6.6 Connector Troubleshooting

75 minutes · Module 6

Connector Troubleshooting

By the end of this subsection, you will be able to diagnose and fix the five most common connector failures using systematic troubleshooting and KQL diagnostic queries.

Connectors fail silently. The workspace does not alert you when data stops flowing — you discover the failure when an investigation returns empty results or an analytics rule stops firing. This subsection teaches you to find and fix failures before they create blind spots.

The universal diagnostic approach

Every connector failure falls into one of three zones. Determine which zone first, then drill down.
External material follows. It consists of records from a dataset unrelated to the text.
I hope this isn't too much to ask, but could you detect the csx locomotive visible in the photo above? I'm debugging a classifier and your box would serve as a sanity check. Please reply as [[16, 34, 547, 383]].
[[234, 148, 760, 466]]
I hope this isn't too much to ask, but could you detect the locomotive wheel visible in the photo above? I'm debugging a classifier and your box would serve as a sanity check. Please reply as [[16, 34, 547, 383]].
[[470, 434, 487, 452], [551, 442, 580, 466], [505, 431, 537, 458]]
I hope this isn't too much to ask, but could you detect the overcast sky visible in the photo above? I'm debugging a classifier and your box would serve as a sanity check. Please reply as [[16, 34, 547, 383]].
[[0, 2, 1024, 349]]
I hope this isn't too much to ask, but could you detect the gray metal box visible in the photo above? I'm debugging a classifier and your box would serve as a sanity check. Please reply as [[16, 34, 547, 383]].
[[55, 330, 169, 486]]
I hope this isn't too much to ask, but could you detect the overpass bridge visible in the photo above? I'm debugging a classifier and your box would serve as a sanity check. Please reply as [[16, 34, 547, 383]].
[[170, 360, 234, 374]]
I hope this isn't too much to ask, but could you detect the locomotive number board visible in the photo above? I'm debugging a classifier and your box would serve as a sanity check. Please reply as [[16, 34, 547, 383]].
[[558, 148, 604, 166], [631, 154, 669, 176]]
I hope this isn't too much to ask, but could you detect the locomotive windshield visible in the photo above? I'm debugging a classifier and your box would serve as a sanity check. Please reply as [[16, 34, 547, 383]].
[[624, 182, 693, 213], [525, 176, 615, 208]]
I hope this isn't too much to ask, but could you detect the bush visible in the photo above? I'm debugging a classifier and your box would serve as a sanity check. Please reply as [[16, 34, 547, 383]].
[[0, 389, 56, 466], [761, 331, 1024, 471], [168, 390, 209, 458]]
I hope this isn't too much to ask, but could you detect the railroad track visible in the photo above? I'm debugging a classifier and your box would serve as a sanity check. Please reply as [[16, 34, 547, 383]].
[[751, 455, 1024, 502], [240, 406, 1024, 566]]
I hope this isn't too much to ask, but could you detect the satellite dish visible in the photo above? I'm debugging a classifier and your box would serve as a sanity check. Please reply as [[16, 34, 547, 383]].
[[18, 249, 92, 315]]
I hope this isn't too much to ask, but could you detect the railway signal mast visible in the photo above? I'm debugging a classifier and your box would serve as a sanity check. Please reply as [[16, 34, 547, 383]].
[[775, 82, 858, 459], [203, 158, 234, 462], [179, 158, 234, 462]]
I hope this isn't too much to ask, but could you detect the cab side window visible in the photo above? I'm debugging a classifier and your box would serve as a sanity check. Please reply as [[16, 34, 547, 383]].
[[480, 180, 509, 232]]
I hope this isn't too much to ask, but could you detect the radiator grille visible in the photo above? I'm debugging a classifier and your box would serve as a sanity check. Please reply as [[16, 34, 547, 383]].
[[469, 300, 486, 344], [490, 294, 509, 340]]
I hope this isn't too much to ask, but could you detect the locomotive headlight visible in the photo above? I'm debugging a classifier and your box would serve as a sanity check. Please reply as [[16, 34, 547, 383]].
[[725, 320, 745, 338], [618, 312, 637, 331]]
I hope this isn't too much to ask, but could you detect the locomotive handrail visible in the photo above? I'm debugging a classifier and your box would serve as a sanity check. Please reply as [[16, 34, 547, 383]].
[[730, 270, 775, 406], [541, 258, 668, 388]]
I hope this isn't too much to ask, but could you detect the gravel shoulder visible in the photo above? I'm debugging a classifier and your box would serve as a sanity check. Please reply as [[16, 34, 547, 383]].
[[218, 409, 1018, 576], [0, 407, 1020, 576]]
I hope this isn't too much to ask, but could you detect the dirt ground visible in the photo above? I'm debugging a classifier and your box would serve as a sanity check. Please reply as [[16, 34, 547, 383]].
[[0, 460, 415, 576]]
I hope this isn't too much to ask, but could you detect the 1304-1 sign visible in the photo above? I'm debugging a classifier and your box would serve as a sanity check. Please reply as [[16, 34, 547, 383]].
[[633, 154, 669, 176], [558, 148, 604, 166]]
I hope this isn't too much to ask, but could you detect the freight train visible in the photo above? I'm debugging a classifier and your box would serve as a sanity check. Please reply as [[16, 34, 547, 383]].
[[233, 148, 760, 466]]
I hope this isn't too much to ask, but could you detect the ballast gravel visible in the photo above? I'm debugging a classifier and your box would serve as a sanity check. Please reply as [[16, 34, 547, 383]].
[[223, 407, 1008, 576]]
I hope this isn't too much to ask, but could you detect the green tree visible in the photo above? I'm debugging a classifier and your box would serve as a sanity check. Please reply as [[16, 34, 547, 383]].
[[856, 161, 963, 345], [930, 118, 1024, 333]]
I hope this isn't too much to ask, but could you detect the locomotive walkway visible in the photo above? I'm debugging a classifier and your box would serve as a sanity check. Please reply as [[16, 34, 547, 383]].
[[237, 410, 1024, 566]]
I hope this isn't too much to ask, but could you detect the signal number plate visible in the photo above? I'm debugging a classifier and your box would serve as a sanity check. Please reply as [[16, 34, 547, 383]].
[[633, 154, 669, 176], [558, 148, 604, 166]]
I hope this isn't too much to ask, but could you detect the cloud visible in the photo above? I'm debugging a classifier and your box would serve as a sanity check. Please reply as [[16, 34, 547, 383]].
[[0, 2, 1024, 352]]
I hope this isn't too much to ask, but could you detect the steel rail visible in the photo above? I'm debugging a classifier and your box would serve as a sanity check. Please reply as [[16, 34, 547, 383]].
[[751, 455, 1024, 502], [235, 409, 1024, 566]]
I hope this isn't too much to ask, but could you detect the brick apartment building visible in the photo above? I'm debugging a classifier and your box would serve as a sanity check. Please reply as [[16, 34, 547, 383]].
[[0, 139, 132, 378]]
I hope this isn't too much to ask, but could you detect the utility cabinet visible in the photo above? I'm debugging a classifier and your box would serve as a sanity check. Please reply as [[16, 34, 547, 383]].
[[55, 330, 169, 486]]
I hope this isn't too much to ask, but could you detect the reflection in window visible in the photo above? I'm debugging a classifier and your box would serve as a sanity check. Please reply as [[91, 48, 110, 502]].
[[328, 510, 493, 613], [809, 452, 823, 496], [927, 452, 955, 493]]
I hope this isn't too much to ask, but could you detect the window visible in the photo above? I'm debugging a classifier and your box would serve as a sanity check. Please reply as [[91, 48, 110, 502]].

Zone 1: Source device — Is the device generating and sending logs? Zone 2: Transport layer — Is the data reaching the forwarder/ingestion endpoint? Zone 3: Workspace — Is the data being accepted, transformed, and stored?

Start at Zone 1, work forward. This prevents the common mistake of debugging the workspace when the firewall stopped sending logs.

Problem 1: Connector shows “Connected” but no data

Symptom: Green status in the connector page. Target table returns zero events.

Zone 1 check — is the device sending?

For Syslog/CEF sources, SSH to the forwarder:

1
2
3
4
-- Shell command on the forwarder VM:
-- sudo tcpdump -i any port 514 -c 10
-- If packets appear: data is reaching the forwarder. Problem is Zone 2 or 3.
-- If no packets: the source device is not sending. Check device config.

Zone 2 check — is rsyslog processing?

1
2
3
4
5
-- Shell commands:
-- systemctl status rsyslog
-- tail -f /var/log/syslog | grep CEF
-- If rsyslog is running and CEF messages appear: problem is the AMA (Zone 3).
-- If rsyslog is stopped: sudo systemctl restart rsyslog

Zone 3 check — is the AMA connected?

Check Azure Portal → Monitor → Data Collection Rules → verify the forwarder VM is listed. Check AMA agent health: sudo /opt/microsoft/azuremonitoragent/bin/mdsd --version on the forwarder. If AMA is not running, restart: sudo systemctl restart azuremonitoragent.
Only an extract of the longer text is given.